In Vienna, negotiations on the viability of the Iran nuclear deal, also known as the Joint Comprehensive Plan of Action, are still ongoing. However, they are now ready to move forward without the modest assurances provided by an interim deal between Iran’s authorities and the International Atomic Energy Agency.
The National Council of Resistance of Iran (NCRI), and the People’s Mujahedin of Iran (PMOI / MEK Iran), reported that on Monday, Iran’s Foreign Ministry spokesman, Saeed Khatibzadeh, asserted that the regime has taken no formal decision about the prospective restoration of that deal, which simply gave the hazy promise of future access to important data if the Vienna talks were successful.

The IAEA has effectively undermined the relaxation that some Western negotiators felt when the first three-month deal between Tehran and the UN agency was extended for another month in May by revealing the severe constraints that Iran imposed on its authority.
That extension came out to be little more than another month of nuclear inspectors being kept off the sidelines of the Vienna talks on the dubious assurance that they would be able to retrospectively fill up the gaps.

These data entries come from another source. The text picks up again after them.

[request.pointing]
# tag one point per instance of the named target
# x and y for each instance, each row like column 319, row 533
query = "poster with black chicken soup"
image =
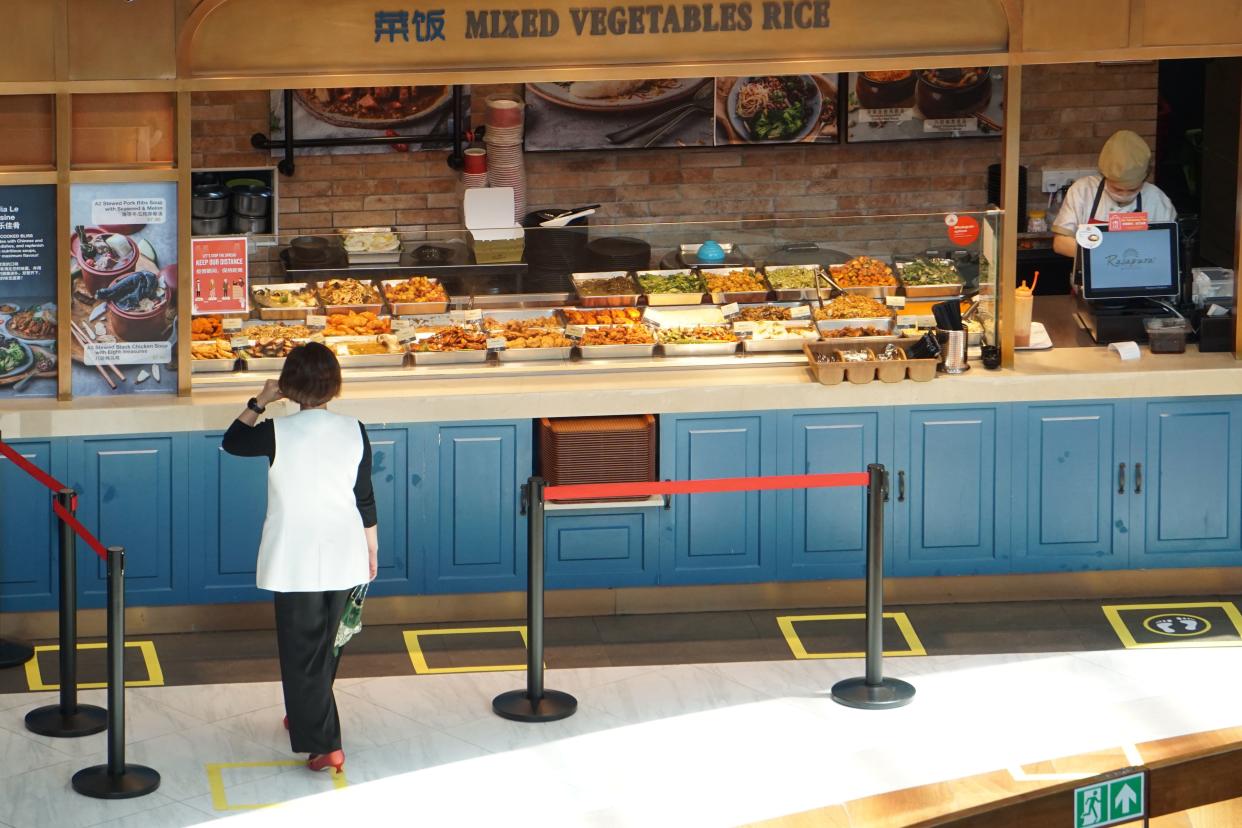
column 123, row 270
column 904, row 104
column 27, row 291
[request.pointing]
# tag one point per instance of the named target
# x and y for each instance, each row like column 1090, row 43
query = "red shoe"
column 323, row 761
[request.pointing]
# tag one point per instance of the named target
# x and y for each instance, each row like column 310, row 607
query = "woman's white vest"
column 313, row 538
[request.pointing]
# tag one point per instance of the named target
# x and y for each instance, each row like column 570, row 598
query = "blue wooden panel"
column 825, row 535
column 390, row 478
column 134, row 495
column 480, row 540
column 719, row 538
column 226, row 522
column 958, row 471
column 1073, row 515
column 601, row 548
column 29, row 545
column 1190, row 509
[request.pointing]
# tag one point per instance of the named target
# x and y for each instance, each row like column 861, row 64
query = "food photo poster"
column 27, row 291
column 776, row 109
column 123, row 271
column 619, row 114
column 907, row 104
column 368, row 112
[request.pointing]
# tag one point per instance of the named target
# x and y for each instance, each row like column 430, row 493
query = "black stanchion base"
column 14, row 654
column 134, row 781
column 49, row 721
column 856, row 693
column 518, row 706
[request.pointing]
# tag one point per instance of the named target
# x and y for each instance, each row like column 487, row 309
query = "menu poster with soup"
column 619, row 114
column 903, row 104
column 776, row 109
column 123, row 266
column 27, row 291
column 368, row 112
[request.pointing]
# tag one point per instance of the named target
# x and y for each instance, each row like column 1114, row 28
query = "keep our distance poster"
column 27, row 291
column 123, row 263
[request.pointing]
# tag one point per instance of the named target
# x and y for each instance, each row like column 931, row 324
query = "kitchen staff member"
column 1122, row 186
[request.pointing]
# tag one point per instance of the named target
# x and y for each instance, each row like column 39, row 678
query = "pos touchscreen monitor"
column 1133, row 265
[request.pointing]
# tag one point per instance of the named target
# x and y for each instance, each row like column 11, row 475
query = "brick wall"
column 1068, row 111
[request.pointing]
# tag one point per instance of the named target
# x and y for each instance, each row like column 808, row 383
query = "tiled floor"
column 687, row 720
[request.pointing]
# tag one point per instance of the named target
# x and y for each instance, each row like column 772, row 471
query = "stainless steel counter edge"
column 1068, row 374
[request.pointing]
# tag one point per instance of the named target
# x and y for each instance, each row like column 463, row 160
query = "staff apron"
column 1093, row 220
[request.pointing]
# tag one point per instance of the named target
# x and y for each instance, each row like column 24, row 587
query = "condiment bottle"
column 1024, row 302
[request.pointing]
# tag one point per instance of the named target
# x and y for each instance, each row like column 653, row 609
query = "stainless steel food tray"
column 616, row 351
column 534, row 354
column 615, row 301
column 211, row 366
column 448, row 358
column 701, row 349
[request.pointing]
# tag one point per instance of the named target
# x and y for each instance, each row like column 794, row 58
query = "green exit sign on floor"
column 1110, row 802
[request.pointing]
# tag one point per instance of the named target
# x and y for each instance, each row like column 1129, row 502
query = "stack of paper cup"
column 475, row 168
column 506, row 166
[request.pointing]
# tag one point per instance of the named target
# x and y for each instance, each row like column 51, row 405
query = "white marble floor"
column 687, row 745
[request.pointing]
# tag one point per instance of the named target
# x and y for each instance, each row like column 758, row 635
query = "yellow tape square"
column 220, row 797
column 154, row 673
column 1113, row 612
column 914, row 647
column 420, row 661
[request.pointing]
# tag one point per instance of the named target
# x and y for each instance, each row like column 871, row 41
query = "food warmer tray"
column 827, row 325
column 947, row 291
column 450, row 358
column 412, row 308
column 211, row 366
column 534, row 354
column 701, row 349
column 616, row 351
column 617, row 301
column 283, row 314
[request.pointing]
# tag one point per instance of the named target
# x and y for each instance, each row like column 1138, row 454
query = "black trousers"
column 306, row 630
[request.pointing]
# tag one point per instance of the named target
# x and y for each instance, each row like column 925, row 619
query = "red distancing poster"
column 221, row 274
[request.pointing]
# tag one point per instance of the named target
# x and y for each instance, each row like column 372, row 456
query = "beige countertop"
column 508, row 391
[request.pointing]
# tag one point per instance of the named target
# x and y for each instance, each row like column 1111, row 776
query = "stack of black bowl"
column 554, row 252
column 617, row 253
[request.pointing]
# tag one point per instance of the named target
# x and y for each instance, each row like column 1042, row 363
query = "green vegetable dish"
column 13, row 355
column 790, row 278
column 671, row 283
column 930, row 271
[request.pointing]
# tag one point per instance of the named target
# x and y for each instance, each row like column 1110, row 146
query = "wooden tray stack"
column 598, row 450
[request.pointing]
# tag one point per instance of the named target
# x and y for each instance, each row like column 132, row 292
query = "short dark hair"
column 311, row 375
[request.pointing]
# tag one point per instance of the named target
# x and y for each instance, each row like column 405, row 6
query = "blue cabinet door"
column 956, row 472
column 134, row 494
column 822, row 533
column 393, row 482
column 601, row 548
column 29, row 540
column 718, row 538
column 226, row 522
column 475, row 538
column 1068, row 513
column 1186, row 497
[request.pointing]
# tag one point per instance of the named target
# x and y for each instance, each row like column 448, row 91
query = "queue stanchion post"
column 873, row 692
column 116, row 780
column 535, row 703
column 67, row 719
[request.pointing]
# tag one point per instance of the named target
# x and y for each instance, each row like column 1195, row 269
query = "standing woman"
column 319, row 536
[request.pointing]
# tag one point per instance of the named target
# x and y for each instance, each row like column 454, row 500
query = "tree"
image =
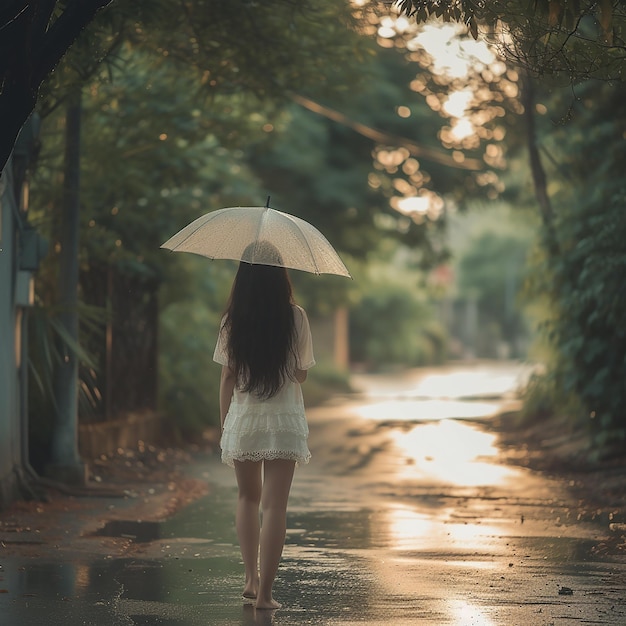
column 235, row 46
column 36, row 35
column 575, row 39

However, how can western policymakers of such negotiations be expected to accept any kind of result if it requires them to stay blind to the advancement of Iran’s nuclear program and simply take the regime’s word for it?
This is the deal Tehran has offered since the current talks began in April, but as IAEA Secretary General Rafael Grossi pointed out, it makes no sense in light of 60 percent enrichment, systematic obstruction of the agency’s mandate, and an ongoing refusal to explain the purpose of undisclosed nuclear sites discovered since the JCPOA was implemented.

Prior to the release of the latest IAEA assessment, Grossi warned that it was “impossible” to just return to the JCPOA on its current conditions.
“Iran has accumulated knowledge, centrifuges, and material,” Grossi told media before implying that a secondary agreement or deal-within-a-deal would be required if the JCPOA parties were to have any chance of reaching a mutually acceptable resolution.
The problem with this attitude is that it was rejected by Iran before and by the Foreign Ministry again during Khatibzadeh’s Monday press conference.

Iran has already made up its decision about the future of the 2015 agreement, according to the Ministry’s representative, and the weight for its restoration falls completely on the other side.
The loss of data, as bad as it is, comes nowhere close to the repercussions of rewarding the Iranian regime’s continuous malicious activities with sanctions relief and the satisfaction of knowing that it would outlast far powerful nations.

Doing so will just encourage the government to carry out more of the same nefarious operations in response to more of the same ultimatums in the hopes of gaining more concessions.
Furthermore, in the Vienna negotiations and any other engagements with Iran’s nuclear program, the goal must be to not just restore but also to increase access and information that was previously available.